There’s a reason John Malone is one of the richest guys on the planet.

Talking to Walt Mossberg at the AllThingsD conference in Carlsbad today, the cable billionaire suggested that the future of media consumption is going to involve payment, much like the pay-TV model of a generation ago that complicated the world for the comfy television broadcasters.

Asked about the economic model for content on the Internet, Malone said it’s all about who gets to aggregate it. But one way or another, people will end up having to pay.  

“People will  pay per view, or on a subscription basis, if the quality is there,” he said. “But will it be the aggregator doing that,” or the content creators themselves, he asked.

The NFL would be just as happy to serve up its sports games itself, without having to go through a distributor. “They could sell the advertising and cotrol the medium.
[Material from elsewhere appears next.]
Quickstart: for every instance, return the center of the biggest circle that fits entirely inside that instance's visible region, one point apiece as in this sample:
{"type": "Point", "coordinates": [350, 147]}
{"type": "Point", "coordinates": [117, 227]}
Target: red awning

The question is, ‘How much content has that much brand value to the consumer?’” he asked.

The chairman of Liberty Media and CEO of Discovery Holding  made his fortune in cable TV, as the head of the cable behemoth Tele Communications.  And he said there was plenty to compare between the business conundrums of the Internet, and the beginnings of pay television.

When it came to a video on demand service, Malone's Vongo, he “tried to play aggregator,” and it didn’t work. The company couldn’t get enough of the rights to movies and TV shows to make a big enough impact with the consumer audience.

Similarly,  “Zulu … Hulu … whatever,” he said, “it runs the risk of alienating the existing distribution economics.”

“A lot of it has to do with training the public,” he said. “It takes a while in statistical numbers to change behavior patterns." 

As to the problems facing newspapers, Malone confessed he didn’t have a solution and said he was concerned for the survival of local news.

“Obviously, print will go away,” he said. “What’s the role of local news? Are there going to be local advertisers? Or will they all be national? I really don’t have the answer.”

He pointed out that Barry Diller had attempted this advertising play with CitySearch and that it is only break-even at this point.

“Does everything have to be national in scale, or even global, to be economically viable?” he asked. “Clearly, this model is under stress right now.”